Baseball

Miguel Andujar’s Recovery: Rehab, Then Learn 2 New Positions


TAMPA, Fla. — No one from the Yankees had to tell Miguel Andujar he might need to find a new home on the baseball diamond this year.

Andujar, the runner-up for the American League Rookie of the Year Award in 2018, entered last season as one of baseball’s brightest young stars. But on March 31, just three games into the 2019 season, he tore cartilage in his throwing shoulder on a seemingly innocuous slide into third base, an injury that would force him out of nearly the entire rest of the season.

As he underwent several months of rehabilitation after surgery, Andujar watched third baseman Gio Urshela, a relatively unknown reserve player, seize control of his old spot and become one of the saving graces of the Yankees’ injury-ravaged 2019 campaign with his stout defense and breakout hitting.

Andujar, 24, already known more for his bat than his glove, could foretell what this all meant. So in August, with his teammates surging toward an A.L. East title and a deep playoff run, Andujar approached his agent with an idea: It was time to learn some new positions, maybe left field and first base.

“We realized that we had to work and be ready this year to give my best wherever on the field and support the team,” Andujar said in a recent interview.

It was a humbling realization for a player who so recently seemed poised to lock down the Yankees’ third base spot for years to come. But by the time Yankees Manager Aaron Boone met with Andujar at the team’s facility in the Dominican Republic last month and mentioned those two new positions, Andujar said he was way ahead of his manager.

“When we first broached the subject with him, he was excited about it and even told us he had started to do some things on his own,” Boone said.

So Andujar spent the fall and winter not only rehabilitating the injured labrum in his right shoulder but also working with a private trainer here in Tampa to improve his agility so he could handle third and first base, and left field. (He had also worked the previous winter and spring to better his shaky defense at third base.)

He began taking ground balls and fly balls at the other positions in the Dominican Republic and in Tampa. During spring training games, he said, he expects to play all three positions.

“I feel like he has the athletic ability to do it, to be able to move around and hopefully add to his versatility,” Boone said. “And with the quality and the depth of our roster, it could be something that’s important not only for him, but potentially for us, too.”

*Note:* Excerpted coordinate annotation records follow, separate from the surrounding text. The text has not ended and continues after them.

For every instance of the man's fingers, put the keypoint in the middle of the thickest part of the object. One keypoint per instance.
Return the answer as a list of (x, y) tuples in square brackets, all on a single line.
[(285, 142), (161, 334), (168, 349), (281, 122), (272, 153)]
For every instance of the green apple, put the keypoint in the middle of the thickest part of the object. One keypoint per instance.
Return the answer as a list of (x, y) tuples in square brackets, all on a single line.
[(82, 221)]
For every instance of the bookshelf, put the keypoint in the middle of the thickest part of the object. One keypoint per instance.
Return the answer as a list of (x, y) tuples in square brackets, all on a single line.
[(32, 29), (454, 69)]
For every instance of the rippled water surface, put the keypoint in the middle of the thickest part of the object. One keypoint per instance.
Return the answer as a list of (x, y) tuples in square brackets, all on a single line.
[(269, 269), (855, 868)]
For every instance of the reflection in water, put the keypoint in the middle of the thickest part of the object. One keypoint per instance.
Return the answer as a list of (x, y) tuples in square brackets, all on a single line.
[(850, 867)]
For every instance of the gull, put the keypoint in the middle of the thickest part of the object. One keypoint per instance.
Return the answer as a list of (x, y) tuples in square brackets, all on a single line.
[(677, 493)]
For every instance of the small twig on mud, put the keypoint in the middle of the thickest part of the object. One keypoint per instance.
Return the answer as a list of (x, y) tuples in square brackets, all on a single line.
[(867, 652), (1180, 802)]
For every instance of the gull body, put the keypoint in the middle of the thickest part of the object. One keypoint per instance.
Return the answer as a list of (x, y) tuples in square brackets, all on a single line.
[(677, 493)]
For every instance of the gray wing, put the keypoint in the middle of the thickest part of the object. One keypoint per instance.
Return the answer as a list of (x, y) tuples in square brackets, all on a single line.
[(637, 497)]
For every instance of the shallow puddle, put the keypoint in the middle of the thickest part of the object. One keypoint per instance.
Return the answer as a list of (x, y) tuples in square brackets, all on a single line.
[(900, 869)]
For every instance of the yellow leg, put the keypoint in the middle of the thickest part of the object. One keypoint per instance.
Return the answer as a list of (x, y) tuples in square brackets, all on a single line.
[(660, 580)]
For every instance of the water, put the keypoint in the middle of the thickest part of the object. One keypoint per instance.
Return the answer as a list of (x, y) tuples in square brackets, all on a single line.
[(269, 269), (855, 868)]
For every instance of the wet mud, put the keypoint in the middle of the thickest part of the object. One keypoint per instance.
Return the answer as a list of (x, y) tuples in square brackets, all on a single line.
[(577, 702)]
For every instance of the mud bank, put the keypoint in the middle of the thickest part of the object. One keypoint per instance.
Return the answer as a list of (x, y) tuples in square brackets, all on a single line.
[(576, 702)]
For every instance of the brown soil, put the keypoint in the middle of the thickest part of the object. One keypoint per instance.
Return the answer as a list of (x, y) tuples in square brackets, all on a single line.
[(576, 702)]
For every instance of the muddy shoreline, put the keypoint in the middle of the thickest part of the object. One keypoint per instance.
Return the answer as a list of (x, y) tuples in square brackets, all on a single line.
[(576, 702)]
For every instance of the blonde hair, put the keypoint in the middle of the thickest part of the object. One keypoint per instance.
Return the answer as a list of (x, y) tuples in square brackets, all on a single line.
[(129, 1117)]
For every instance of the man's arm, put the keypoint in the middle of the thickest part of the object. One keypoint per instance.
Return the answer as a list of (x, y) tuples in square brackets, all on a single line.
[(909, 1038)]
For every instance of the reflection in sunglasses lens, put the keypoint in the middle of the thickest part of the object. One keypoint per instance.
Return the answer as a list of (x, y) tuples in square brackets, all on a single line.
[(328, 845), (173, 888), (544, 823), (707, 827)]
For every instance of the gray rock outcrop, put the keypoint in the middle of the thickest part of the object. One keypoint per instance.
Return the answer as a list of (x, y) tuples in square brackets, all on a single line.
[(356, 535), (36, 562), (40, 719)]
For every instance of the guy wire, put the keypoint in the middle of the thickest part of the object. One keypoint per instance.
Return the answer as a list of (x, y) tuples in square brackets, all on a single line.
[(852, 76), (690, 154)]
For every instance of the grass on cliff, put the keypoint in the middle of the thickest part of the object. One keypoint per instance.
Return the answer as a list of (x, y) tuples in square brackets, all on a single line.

To appreciate the importance of depth, the Yankees only need to look to last season, when, through shrewd moves and deep pockets, they managed to withstand a major league record 30 different players landing on the injured list.

Despite an overhauled medical and training staff for the 2020 season, the roster may be in flux again this season.

The Yankees could use a revolving door of players in left field, from Giancarlo Stanton to Mike Tauchman to Clint Frazier — all of whom spent time on the injured list last season. And when center fielder Aaron Hicks returns from elbow surgery over the summer, Brett Gardner could slide over to left, too. At first base, the Yankees have Luke Voit (who is recovering from off-season core-muscle surgery), the multipositional star D.J. LeMahieu and Mike Ford.

And while Urshela was outstanding with a .314 average and 21 home runs last year, there is always the possibility of regression after the breakout season, which could put Andujar back at his old position.

But for now, he doesn’t begrudge Urshela his taking over third base. The two are friends and not rivals. “He was tremendous last season and helped the team a ton,” Andujar said.

Before General Manager Brian Cashman proclaimed this winter that third base was Urshela’s job to lose, he likened Andujar’s situation to that of the former Yankees slugger Alfonso Soriano, a natural shortstop who learned left field in the spring of 2001 before eventually becoming the everyday second baseman in the major leagues. (An All-Star named Derek Jeter was already entrenched as the Yankees’ everyday shortstop.)

“It was, ‘How can we keep this dynamic bat where it plays?’” Cashman said of Soriano in November. “I can’t dispute that I’ve run that through my mind about Andujar, too.”

In the past, some have bristled at being called utility players, a label Andujar could earn, because it implied they were not good enough at one position to play there every day. But that has lessened with the success of Ben Zobrist (who earned a four-year, $56-million contract as a utility player in 2015), Kris Bryant (who won the 2016 N.L. Most Valuable Player Award while bouncing between third base and the outfield) and the Los Angeles Dodgers (winners of seven straight division titles with a roster full of Swiss Army knife players, led by first baseman/outfielder Cody Bellinger, the 2019 N.L. M.V.P.).

Andujar said he still preferred third base because that is the only position he has ever known. “But I want to contribute to the team,” he said. “And whatever decisions are made, I’ll take them positively.”

That includes potentially having him start in the minor leagues, should the Yankees have too much of a logjam or if Andujar needs more time to dust off the rust from last season or master his new positions.

Wherever he ends up, it will be preferable to the lonely situation he experienced last year, the first lost season of his career. He is hoping 2020 looks more like 2018, when he smashed 27 home runs and batted .297.

“The results so far have been positive,” he said, “and I’m happy with how I’ve responded to this.”